With Java 8 you can use the new removeIf
method. Applied to your example:
Collection<Integer> coll = new ArrayList<>(); //populate coll.removeIf(i -> i == 5);
Since the question has been already answered i.e. the best way is to use the remove method of the iterator object, I would go into the specifics of the place where the error "java.util.ConcurrentModificationException"
is thrown.
Every collection class has a private class which implements the Iterator interface and provides methods like next()
, remove()
and hasNext()
.
The code for next looks something like this…
public E next() { checkForComodification(); try { E next = get(cursor); lastRet = cursor++; return next; } catch(IndexOutOfBoundsException e) { checkForComodification(); throw new NoSuchElementException(); } }
Here the method checkForComodification
is implemented as
final void checkForComodification() { if (modCount != expectedModCount) throw new ConcurrentModificationException(); }
So, as you can see, if you explicitly try to remove an element from the collection. It results in modCount
getting different from expectedModCount
, resulting in the exception ConcurrentModificationException
.
You can either use the iterator directly like you mentioned, or else keep a second collection and add each item you want to remove to the new collection, then removeAll at the end.
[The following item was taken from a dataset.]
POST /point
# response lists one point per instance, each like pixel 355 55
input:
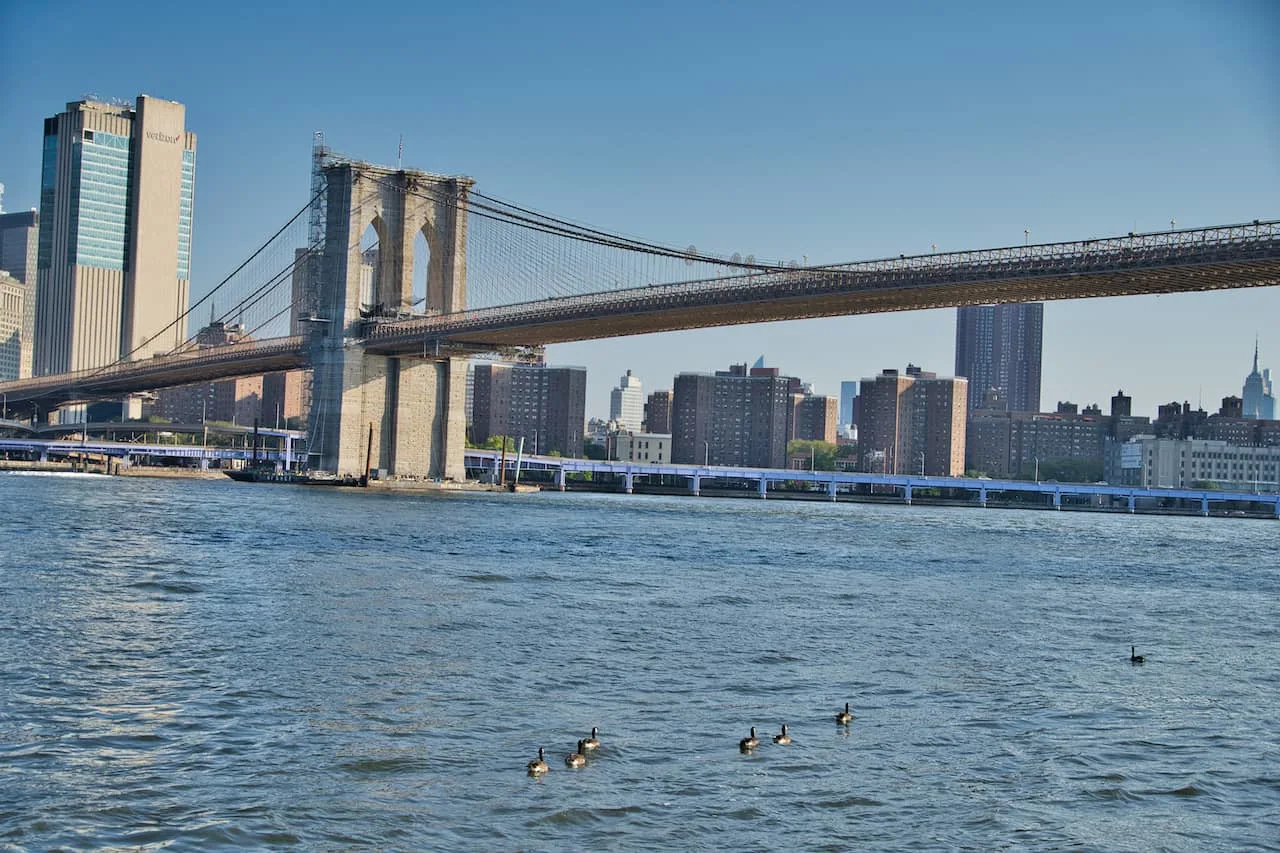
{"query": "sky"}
pixel 821 131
This allows you to keep using the type-safety of the for-each loop at the cost of increased memory use and cpu time (shouldn’t be a huge problem unless you have really, really big lists or a really old computer)
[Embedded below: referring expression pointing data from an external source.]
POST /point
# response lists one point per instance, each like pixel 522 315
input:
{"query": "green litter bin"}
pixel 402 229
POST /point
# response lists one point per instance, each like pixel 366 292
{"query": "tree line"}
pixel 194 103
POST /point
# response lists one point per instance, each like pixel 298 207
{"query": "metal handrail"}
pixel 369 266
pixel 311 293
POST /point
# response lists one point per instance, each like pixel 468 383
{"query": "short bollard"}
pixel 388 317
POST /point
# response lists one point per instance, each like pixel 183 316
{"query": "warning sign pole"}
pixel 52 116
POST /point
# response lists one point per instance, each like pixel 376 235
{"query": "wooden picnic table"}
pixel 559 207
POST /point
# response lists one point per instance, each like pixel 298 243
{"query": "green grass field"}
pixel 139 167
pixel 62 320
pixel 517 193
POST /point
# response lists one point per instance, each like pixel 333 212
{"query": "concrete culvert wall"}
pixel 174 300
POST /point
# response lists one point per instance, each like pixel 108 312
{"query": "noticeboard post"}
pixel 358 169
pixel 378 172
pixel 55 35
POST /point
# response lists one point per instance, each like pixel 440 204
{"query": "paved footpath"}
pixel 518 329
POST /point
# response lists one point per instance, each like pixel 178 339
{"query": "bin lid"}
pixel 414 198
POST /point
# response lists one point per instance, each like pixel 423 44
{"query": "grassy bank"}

public static void main(String[] args) { Collection<Integer> l = new ArrayList<Integer>(); Collection<Integer> itemsToRemove = new ArrayList<>(); for (int i=0; i < 10; i++) { l.add(Integer.of(4)); l.add(Integer.of(5)); l.add(Integer.of(6)); } for (Integer i : l) { if (i.intValue() == 5) { itemsToRemove.add(i); } } l.removeAll(itemsToRemove); System.out.println(l); }
In such cases a common trick is (was?) to go backwards:
for(int i = l.size() - 1; i >= 0; i --) { if (l.get(i) == 5) { l.remove(i); } }
That said, I’m more than happy that you have better ways in Java 8, e.g. removeIf
or filter
on streams.
Same answer as Claudius with a for loop:
for (Iterator<Object> it = objects.iterator(); it.hasNext();) { Object object = it.next(); if (test) { it.remove(); } }
With Eclipse Collections, the method removeIf
defined on MutableCollection will work:
MutableList<Integer> list = Lists.mutable.of(1, 2, 3, 4, 5); list.removeIf(Predicates.lessThan(3)); Assert.assertEquals(Lists.mutable.of(3, 4, 5), list);
With Java 8 Lambda syntax this can be written as follows:
MutableList<Integer> list = Lists.mutable.of(1, 2, 3, 4, 5); list.removeIf(Predicates.cast(integer -> integer < 3)); Assert.assertEquals(Lists.mutable.of(3, 4, 5), list);
The call to Predicates.cast()
is necessary here because a default removeIf
method was added on the java.util.Collection
interface in Java 8.
Note: I am a committer for Eclipse Collections.
Make a copy of existing list and iterate over new copy.
for (String str : new ArrayList<String>(listOfStr)) { listOfStr.remove(/* object reference or index */); }
People are asserting one can’t remove from a Collection being iterated by a foreach loop. I just wanted to point out that is technically incorrect and describe exactly (I know the OP’s question is so advanced as to obviate knowing this) the code behind that assumption:
for (TouchableObj obj : untouchedSet) { // <--- This is where ConcurrentModificationException strikes if (obj.isTouched()) { untouchedSet.remove(obj); touchedSt.add(obj); break; // this is key to avoiding returning to the foreach } }
It isn’t that you can’t remove from the iterated Colletion
rather that you can’t then continue iteration once you do. Hence the break
in the code above.
Apologies if this answer is a somewhat specialist use-case and more suited to the original thread I arrived here from, that one is marked as a duplicate (despite this thread appearing more nuanced) of this and locked.